Friends were a luxury for kids who fit in during adolescence. For those who didn't ... It hadn't mattered much to her, anyway, since she'd been so advanced in her studies that she'd been accelerated in school and had graduated at fifteen. At twenty she'd finished both her B.A. and her Masters in Linguistics. Her doctorate in Ancient World Writings and Transliteration at the tender age of twenty-two had been followed shortly thereafter with the first of several prestigious positions at acclaimed universities across the country. She spoke and read eleven living languages, had a solid acquaintance with several others and could read Latin and Greek.
But she'd never been anywhere near a baby in her entire adult life.
So no, she didn't know what Nancy meant. And she wouldn't have cared until a few months ago, when she'd realized her biological clock was ringing a strident alarm, warning her to get on the procreation bandwagon before it left her behind.
"Where are you in your life?" she asked Nancy.
"Too young to want to be tied down. Besides, I'm the oldest of six kids. I've done enough baby-sitting to satisfy me for a long, long time." Nancy grinned at Gretchen.
"Besides, I'm only twenty-two."
Lucky girl. She had plenty of years ahead of her. All those eggs in her ovaries were in prime condition.
"You, on the other hand," Nancy went on, "probably don't want to fool around too much longer to snag a man and get started if you want a family. You're about forty, right?"
"Mid-thirties," Gretchen hedged. Did she look that bad?
"Oops. I was about to tell you that you didn't look nearly that old. Swear to God. My mother just turned forty but believe me, she looks like she's on the downhill side of the decade. You barely look thirty. My mom's youngest sister is thirty and she looks like hell compared to you. Of course, she's got three kids.
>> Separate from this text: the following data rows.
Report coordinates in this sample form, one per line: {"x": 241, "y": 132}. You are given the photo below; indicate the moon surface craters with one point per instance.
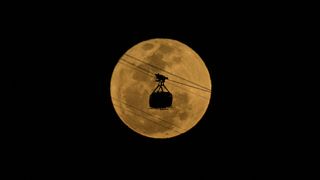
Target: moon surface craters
{"x": 133, "y": 81}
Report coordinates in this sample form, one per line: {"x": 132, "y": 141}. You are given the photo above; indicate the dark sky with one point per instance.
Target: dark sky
{"x": 68, "y": 126}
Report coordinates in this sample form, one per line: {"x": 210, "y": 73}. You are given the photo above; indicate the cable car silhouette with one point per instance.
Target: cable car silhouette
{"x": 160, "y": 99}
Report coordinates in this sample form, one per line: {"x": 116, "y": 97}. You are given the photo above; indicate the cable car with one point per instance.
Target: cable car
{"x": 160, "y": 99}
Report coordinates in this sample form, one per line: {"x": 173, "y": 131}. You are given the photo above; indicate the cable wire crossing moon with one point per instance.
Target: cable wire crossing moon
{"x": 160, "y": 88}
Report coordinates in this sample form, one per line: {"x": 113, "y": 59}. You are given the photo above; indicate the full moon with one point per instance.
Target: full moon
{"x": 133, "y": 81}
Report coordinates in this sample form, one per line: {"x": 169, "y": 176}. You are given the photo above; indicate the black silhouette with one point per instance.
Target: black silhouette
{"x": 159, "y": 98}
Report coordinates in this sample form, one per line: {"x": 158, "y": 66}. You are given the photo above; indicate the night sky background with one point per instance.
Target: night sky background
{"x": 67, "y": 127}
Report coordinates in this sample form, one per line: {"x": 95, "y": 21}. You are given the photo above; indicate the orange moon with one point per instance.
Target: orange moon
{"x": 133, "y": 81}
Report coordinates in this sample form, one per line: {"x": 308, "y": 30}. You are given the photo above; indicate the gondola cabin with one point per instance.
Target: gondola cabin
{"x": 160, "y": 98}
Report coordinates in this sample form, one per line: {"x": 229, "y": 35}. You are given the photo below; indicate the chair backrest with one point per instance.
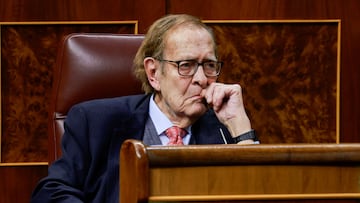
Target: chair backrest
{"x": 90, "y": 66}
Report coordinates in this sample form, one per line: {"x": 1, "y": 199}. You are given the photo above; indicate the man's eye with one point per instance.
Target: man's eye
{"x": 186, "y": 64}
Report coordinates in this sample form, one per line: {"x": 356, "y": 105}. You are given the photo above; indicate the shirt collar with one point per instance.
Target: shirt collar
{"x": 161, "y": 122}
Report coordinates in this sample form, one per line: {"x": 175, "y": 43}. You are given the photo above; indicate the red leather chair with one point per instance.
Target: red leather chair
{"x": 90, "y": 66}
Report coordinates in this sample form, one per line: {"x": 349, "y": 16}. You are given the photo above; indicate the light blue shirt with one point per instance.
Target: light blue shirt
{"x": 161, "y": 123}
Maybe the stress of screwing up your face in childbirth makes your skin start to sag faster or -"
"Stop it." Gretchen was doing her best not to laugh. "You're just making it worse."
"Making what worse?" Nancy looked genuinely puzzled.
"This whole baby thing." Gretchen spread a hand before her in an uncharacteristically expansive gesture and took a deep breath. She'd never confided her desire for a family of her own to anyone before. "Your thirty-year-old aunt has three children. See? I'm a relic. On the shelf. I'll never have a family."
"Jeez." Nancy rolled her eyes. "Half of it's your fault, you know. You don't make much of an effort."
"I beg your pardon?" She didn't know what response she'd expected, but that was hardly it.
"Granted, the guys in the academic world are total geeks, but you barely bother to acknowledge them unless you need to discuss research. How are you going to meet your studly prince if you don't talk to him first?"
It was hard to take offense when the younger woman was so matter-of-factly sincere. "Since when have you seen a studly prince in the hallways of University College London?"
"You have a good point." Nancy skirted the edge of a group of chairs as they crossed the marble floor.
"Studs are few and far between at UCL. Dr. Wagner, you've got to broaden your horizons if you want to find a man."
"Actually," Gretchen said, "I've been thinking about this for a while. I don't really want to find a man."
"You're gay? Sorry I was pushing the whole straight scene -"
"No, I'm not gay!" Her voice might have been a little louder than she'd intended, causing a ruggedly handsome dark-haired man sitting in one of the lobby's elegant chairs to look up, clearly startled. She lowered her voice, her face burning. "I just meant that I'm perfectly able to conceive and bear a child today without involving a man."